The texts contained variations on the same themes: shock of hearing the news, admiration for Gran, and thinking of our family ‘at this sad time’.
One of the more irksome statements that appeared verbatim in at least a couple of the messages was that ‘we must be glad she died doing what she loved’. There was, I supposed, a comfort in knowing she had died in the bush near her childhood home on the country that coursed through her veins, doing what she enjoyed, with someone whom she loved. But the suggestion that any of this made me ‘glad’ was preposterous.
What did make me glad was seeing that there was also a message from Nick.

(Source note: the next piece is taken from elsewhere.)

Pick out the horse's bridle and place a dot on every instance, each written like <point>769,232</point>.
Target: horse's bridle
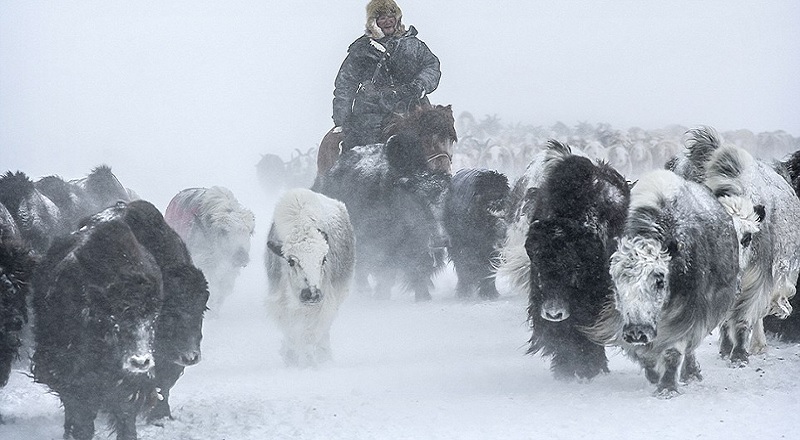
<point>433,157</point>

I hope you managed to get some sleep. I’m thinking of you. x
I put my cursor in the reply box.
Thanks. I slept a bit. The hard part was waking up and realising that it wasn’t all just a bad dream. We’ve got a day of funeral planning ahead of us, so that should add a new layer of heartache. I imagine it will be like a bad group assignment, but with my family, who have less decorum or reliability than uni students.
It was the middle of the night in London, so I knew he wouldn’t reply right away.
I heard a commotion at the front door and knew my family had arrived. When Gerry and I had left Mum and Dad’s place in an Uber (my car was still at work, since I hadn’t made it back to the office from our site visit yesterday), we agreed they’d come around to Gran’s to plan the funeral.
I pulled on yesterday’s pants, and fastened my bra under the T-shirt I’d slept in. I opened the spare bedroom door quietly, so I could sneak to the bathroom to brush my teeth and splash some water on my face before I saw anyone. As I crept down the hallway, I passed Herrick and noticed that a spider had added a web to the beads that hung from his antlers. How dare it just assume permission to make its home on Gran’s beloved jackalope, I thought irrationally. Then, as I reached the bathroom, I heard Mum say that someone had sent her a link to a company that did open-air cremations – like a big bonfire. I felt myself bristle; it would be a testing day.